Evolution

Dritte Arm-Arterie beim Menschen immer häufiger

Robert Klatt

Blut in einer Arterie )moc.yabaxiponomiq(Foto: © 

Die Anatomie des Menschen verändert sich in evolutionsbiologischen Maßstäben sehr schnell. 1880 besaßen nur etwa zehn Prozent der Erwachsenen eine Median-Arterie, 2100 könnten es fast hundert Prozent sein.

Adelaide (Australien). In den letzten hundert Jahren hat die Intelligenz des Menschen im Mittel global zugenommen. Außerdem sind Menschen heute größer und besitzen eine höhere Lebenserwartung. Diese Veränderungen sind einerseits auf eine bessere Ernährung und Fortschritte der Medizin zurückzuführen, sind laut der Wissenschaft aber auch Belege für stetige Evolution und die dauerhafte Anpassung an unsere Umwelt.

Wissenschaftler der Flinders University haben nun eine Studie veröffentlicht, die anhand der Median-Arterie zeigt, dass auch die Anatomie des Menschen evolutionären Veränderungen unterworfen ist. Laut Studienleiterin Teghan Lucas „galt die Median-Arterie als rein embryonale Struktur, die normalerweise etwa in der achten Schwangerschaftswoche wieder rückgebildet wird.“ Die Median-Arterie existiert also eigentlich bei Embryos und verschwindet, sobald die Ellen- und Speichenarterie vorhanden sind.

Embryonale Struktur häufiger bei Erwachsenen

Historische Aufzeichnungen belegen jedoch, dass in Einzelfällen die Median-Arterie auch bei Erwachsenen vorhanden bleibt. Im Jahr 1880 soll der Anteil laut Anatomen bereits bei zehn Prozent gelegen haben. Laut der im Journal of Anatomy veröffentlichten Forschungsarbeit haben die Wissenschaftler nun anhand von 78 Menschen, die 2015 und 2016 im Alter zwischen 51 und 101 gestorben waren, untersucht, ob sich der Anteil Erwachsener mit Median-Arterie inzwischen erhöht hat. Lucas erklärt, dass die Forscher „zusätzlich alle Daten analysiert haben, die dazu in der anatomischen Fachliteratur erschienen sind.“

Eine dritte Armarterie konnte bei 26 der 78 untersuchten Leichen (33 Prozent) gefunden werden. Auch die vorhandene Fachliteratur zeigt ähnliche Anteile.
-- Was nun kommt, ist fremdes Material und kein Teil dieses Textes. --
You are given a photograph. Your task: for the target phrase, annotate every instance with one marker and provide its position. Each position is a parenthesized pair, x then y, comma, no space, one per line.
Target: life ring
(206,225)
Laut Lucas „sind die 30 Prozent gegenüber den zehn Prozent um 1880 eine ziemlich deutliche Zunahme in relativ kurzer Zeit.“ In evolutionsbiologischen Maßstäben handelt es sich dabei um eine sehr schnelle Entwicklung der Anatomie.

Median-Arterie in Zukunft die Norm

Wie Lucas erklärt „könnten bis 2100 fast alle Menschen diese Median-Arterie im Unterarm besitzen, wenn der Trend weiterhin anhält.“ Die Median-Arterie hätte sich damit innerhalb weniger Jahrzehnte von einer medizinischen Ausnahme zur anatomischen Normalität entwickelt. Als Grund dafür vermuten die Wissenschaftler „Mutationen in den Genen, die die Entwicklung der Median-Arterie steuern.“ Außerdem könnten auch „Gesundheitsprobleme der Mutter in der Schwangerschaft oder beides könnten dazu führen, dass diese Arterie nicht rückgebildet wird.“

Normalerweise entwickelt sich die Anatomie nur dann, wenn dadurch Selektionsvorteile bestehen. Diese existieren auch bei der dritten Arterie, die eine bessere Durchblutung des Arms ermöglicht. Gleichzeitig steigt durch ihr Vorhandensein aber auch das Risiko für ein Karpaltunnelsyndrom. Maciej Henneberg von der Universität Zürich konstatiert, dass „die Median-Arterie ein perfektes Beispiel dafür ist, dass wir uns noch immer weiterentwickeln."